ECB Cuts Rates Further Into The Negative, Announces New Stimulus Program


09/12/2019




ECB Cuts Rates Further Into The Negative, Announces New Stimulus Program
A significantly large new bond-buying program was announced by the European Central Bank (ECB) on Thursday with the aim of reviving the struggling economy of the euro zone.
 
The central bank would be spending 20 billion euros ($21.9 billion) per month of net asset purchases under the quantitative easing program for such time that it feels necessary.
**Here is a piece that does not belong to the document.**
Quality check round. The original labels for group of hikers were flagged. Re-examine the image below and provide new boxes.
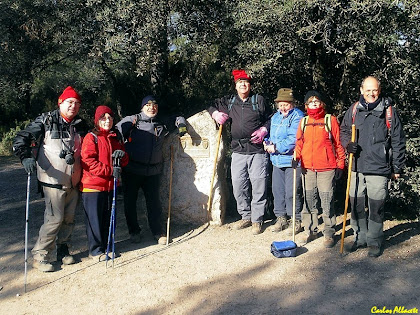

The bank also announced cutting of its main deposit rate by 10 basis points to -0.5 per cent which is a record low for the bank but is according to what the markets were expecting.
 
The ECB said that it anticipates no change or lowering of the current interest rates till such time that its inflation outlook is able to provide a robust convergence “to a level sufficiently close to but below 2% within its projection horizon, and such convergence has been persistent.”
 
Further, in order to provide more favorable bank lending conditions and match that of its refinancing rate, the ECB also changed its TLTRO (targeted long-term refinancing operations) rate.
 
Under a system announced by the ECB, preferential rates will be offered to those borrowers whose eligible net lending exceeds a benchmark which, the central bank feels, will act as an incentive for the banks to to use that money.
 
A two-tier rate system was also introduced by the ECB – much in line with market expectations. It is a measure that was encouraged by the heads of various major European banks during the latest earnings season.
 
Some form of a stimulus package had been expected by the market even though several members in the European Central Bank (ECB) Governing Council had in recent weeks attempted to tone down the scale of the stimulus measures that the central could take.
 
The markets had been anticipating the announcement of a stimulus by the ECB because of the US-China trade war, a lingering low rate of inflation and a slowing euro zone economy.
 
Markets and investors have not been encouraged by recent economic data form t euro zone even though some stability has been indicated in the latest Purchasing Managers’ Indexes (PMIs) despite the lingering weakness in the industrial sector.
 
Immediately after the first announcement by the ECB, there was a 0.6 per cent jump in the pan-European Stoxx 600 index because of a positive reaction by the markets to the expectations of a “bazooka” stimulus package being delivered by ECB President Mario Draghi.
 
The new measures however resulted in a weakening of the euro and tumbling of the euro zone bond yields. There was a drop of 8 basis points to -0.64 per cent in Germany’s benchmark 10-year bond yield while the euro dropped back below $1.10 against the dollar. There was also a drop in stocks of European banks as the stocks dropped from the early gains to drop 0.9 per cent below the flatline.
 
The move by the ECB to push the rates further into negative territory is “essentially a tax on euro zone banks, and for the already weakened bank-financed economy like the euro zone, this move could spell more trouble”, said Artur Baluszynski, head of research at Henderson Rowe.
 
“Also, with the Fed still being the tightest of the G-7 central banks, the eurodollar liquidity could come under pressure adding further stress to the increasingly challenged European banking system,” he added.